Galatians
In this work, I have chosen to use parachutes and fabrics that
symbolize the Holy Spirit within me. How like a parachute God's spirit lifts
me, opening glimpses of heaven to me while I am still here on earth. How he is
a constant helper, leading me towards my true self. Teaching me who Jesus truly
is, not who the world has depicted him to be. Teaching me who I am, not what I
thought I was or who the world has taught me to be.
The strings of the parachute are attached to a young woman in the
painting. This woman wears the parachutes in the same way that she wears
Christ's Holy Spirit in her body. The parachute is much larger and surrounds
the woman, emphasizing God's presence, his love, and power at work in her life.
She wears the Holy Spirit like a beautiful garment and when they see her, they
see him too. I wanted the ropes to symbolize Christ's hold on her life, that
even though she will have moments of feeling like she is falling from the sky,
the parachute is a safeguard keeping her from death. The red fabric symbolizes
God's love, how it enfolds her above and around her head. It gives her the
ability to be a beacon of light and love to others so that they too might feel
Christ's love through her.
She then has become - the Modern Tabernacle.
The woman in the artwork is unaware of the presence of red fabric
behind her but in her hand, she holds onto a piece of it. This speaks to the
fact that even though I know Jesus loves me, it is the Holy Spirit that is
helping me with the revelation of that love. It hasn't been easy for me to
accept such a full love knowing I've done nothing to deserve it. And I guess I
think that is what is so precious about it. We love because he first loved us
(1 John 4:19). But what I do know is that the love God has revealed to me has
transformed my life. What's amazing is - like in the artwork, although I'm
holding onto a piece of it, there is so much of it I have yet to experience.
The Modern Tabernacle
Artist’s Statement
Because my body is a temple, "it is no longer I who live but
Christ who lives in me. The life I now live in the body, I live by faith in the
Son of God, who loved me and gave himself for me. I do not set aside the grace
of God, for if righteousness could be gained through the law, Christ died for
nothing."
Galatians 2 vs 20-21
The encompassing of this scripture in my life is currently moving
and has moved me into depths I could have never imagined for myself. This
series of artworks is about my experience as a follower of Christ. The
grappling to understand and to seek him in a relationship and not religion.
This scripture by my favorite Apostle Paul, constantly reminds me that God
chose to die for me and live in me even while I was still a sinner.
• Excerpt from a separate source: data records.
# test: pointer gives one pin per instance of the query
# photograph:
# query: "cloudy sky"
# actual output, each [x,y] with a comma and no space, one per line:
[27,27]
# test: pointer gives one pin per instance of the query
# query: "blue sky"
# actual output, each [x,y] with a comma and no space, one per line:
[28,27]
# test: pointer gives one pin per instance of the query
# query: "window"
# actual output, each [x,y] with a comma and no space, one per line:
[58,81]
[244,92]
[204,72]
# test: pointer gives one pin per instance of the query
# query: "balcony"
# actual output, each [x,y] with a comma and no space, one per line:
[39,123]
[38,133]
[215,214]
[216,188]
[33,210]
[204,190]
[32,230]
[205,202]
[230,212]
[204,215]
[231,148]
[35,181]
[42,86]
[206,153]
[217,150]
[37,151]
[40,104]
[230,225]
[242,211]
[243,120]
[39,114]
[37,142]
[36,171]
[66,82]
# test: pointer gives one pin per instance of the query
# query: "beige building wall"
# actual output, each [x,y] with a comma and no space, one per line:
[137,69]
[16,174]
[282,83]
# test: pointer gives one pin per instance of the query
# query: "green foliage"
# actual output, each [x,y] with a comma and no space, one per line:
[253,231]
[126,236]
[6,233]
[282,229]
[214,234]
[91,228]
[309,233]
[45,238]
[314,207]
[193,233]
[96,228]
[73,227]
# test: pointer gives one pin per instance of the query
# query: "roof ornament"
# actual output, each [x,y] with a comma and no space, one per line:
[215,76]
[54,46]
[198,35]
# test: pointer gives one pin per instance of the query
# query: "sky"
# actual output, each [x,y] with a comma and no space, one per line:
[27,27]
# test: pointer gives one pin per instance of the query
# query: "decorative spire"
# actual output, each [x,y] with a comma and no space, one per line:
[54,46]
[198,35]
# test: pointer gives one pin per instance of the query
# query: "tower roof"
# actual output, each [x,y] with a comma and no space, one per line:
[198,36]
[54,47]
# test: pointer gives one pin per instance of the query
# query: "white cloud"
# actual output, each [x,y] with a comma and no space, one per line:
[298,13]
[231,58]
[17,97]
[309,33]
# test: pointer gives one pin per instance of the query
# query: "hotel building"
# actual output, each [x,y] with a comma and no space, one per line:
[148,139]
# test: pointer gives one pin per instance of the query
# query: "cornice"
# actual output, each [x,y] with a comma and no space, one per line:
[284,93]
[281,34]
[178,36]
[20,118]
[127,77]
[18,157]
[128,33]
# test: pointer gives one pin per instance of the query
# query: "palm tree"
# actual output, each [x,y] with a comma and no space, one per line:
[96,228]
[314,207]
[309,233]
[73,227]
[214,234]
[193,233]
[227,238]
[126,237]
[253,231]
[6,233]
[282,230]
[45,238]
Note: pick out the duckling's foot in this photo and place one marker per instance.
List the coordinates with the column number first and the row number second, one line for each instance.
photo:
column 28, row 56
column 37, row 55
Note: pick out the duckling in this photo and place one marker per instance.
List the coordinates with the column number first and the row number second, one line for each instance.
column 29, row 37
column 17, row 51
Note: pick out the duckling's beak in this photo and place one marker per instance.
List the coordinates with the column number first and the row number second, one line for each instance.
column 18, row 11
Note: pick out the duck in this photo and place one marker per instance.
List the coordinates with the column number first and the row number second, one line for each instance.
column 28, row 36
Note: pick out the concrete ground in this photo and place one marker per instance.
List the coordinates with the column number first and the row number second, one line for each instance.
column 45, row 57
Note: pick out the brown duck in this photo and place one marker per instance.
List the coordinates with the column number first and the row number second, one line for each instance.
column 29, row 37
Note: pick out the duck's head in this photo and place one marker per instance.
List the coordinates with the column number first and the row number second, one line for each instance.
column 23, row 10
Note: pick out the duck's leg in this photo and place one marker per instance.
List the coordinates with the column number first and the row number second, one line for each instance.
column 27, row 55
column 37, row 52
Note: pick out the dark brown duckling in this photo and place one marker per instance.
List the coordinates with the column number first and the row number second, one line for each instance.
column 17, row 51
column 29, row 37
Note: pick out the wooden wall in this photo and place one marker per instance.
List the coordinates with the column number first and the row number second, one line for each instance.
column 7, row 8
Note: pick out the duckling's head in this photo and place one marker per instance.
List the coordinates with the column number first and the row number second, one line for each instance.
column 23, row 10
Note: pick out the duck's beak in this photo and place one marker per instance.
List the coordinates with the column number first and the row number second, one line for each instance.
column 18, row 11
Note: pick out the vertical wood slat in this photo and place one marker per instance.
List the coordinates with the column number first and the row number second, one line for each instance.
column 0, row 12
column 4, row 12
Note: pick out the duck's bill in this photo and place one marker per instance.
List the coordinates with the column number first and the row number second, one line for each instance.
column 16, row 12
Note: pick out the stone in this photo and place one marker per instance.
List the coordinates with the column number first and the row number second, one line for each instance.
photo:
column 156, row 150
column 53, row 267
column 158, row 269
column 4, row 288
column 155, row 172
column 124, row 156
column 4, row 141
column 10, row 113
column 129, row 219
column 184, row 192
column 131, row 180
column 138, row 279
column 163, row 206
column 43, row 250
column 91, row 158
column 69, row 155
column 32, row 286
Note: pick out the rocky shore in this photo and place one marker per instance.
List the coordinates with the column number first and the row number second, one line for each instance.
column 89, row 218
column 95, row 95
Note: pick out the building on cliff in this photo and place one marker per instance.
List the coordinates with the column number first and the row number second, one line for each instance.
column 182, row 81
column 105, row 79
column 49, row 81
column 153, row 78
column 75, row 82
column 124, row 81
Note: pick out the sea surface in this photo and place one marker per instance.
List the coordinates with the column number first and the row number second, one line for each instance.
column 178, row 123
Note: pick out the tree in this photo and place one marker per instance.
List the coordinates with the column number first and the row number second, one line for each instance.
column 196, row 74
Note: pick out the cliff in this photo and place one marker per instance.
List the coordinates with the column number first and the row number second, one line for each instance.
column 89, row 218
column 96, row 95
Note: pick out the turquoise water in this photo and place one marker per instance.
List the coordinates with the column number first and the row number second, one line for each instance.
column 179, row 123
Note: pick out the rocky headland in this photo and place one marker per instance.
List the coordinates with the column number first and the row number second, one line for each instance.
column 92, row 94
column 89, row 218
That my
body has now become a temple where his spirit dwells and teaches and loves in
and through me. In the Old Testament, the Tabernacle (Exodus 25) during the
time of Moses was a temple where God's spirit rested and ruled. It was a place
of worship. It was treated with honor, respect, and reverence. Now in the New
Testament, His presence left the Tabernacle/Temple and now He resides in me.
And as the chosen dwelling of the Lord, He calls me to value, respect, and honor
myself. This is something I'm learning in the journey with him. I have not yet
attained it but I am recognizing that it is a process of unlearning all the
self-judgment and criticism I indulge in. In the journey of my life, I picked
up certain things along the way. I was taught that self-love was a form of
vanity. That to find any worth or value I needed to be valuable by what I do
and what I have to show. This entailed being good at something or performing my
identity in ways, pleased people. So, people-pleasing became a part of my
identity.
When I began my walk with
Christ, learning that I was loved fully and that there was nothing I did or
could do to deserve it - became a struggle for me. I was a performance-based
Christian and that's not the kind of relationship Christ was calling me into.
And so, He is helping me slowly unlearn being approved, loved, or acknowledged
for how I perform but rather start learning how I am valuable to him just
because I simply am. In all the artworks I use 3 colours. Red, Purple and Blue.
These 3 colours symbolize the veil of the temple. This veil, described first
and most fully in descriptions of the tabernacle, was made of blue, purple, and
scarlet yarn and finely twisted linen. Generally, this veil separated the holy place
from the holy of holies. This place (the holy of holies) was thought to be a
replica of heaven in the tabernacle. Hebrews 10:20 tells us that this veil
typifies Christ’s body. When His body was offered on the cross, the veil in the
temple tore from top to bottom. The veil being torn in two speaks of the body
of Jesus Christ being broken on our behalf to make access to Him possible. It
means that the barrier between us and him has been removed.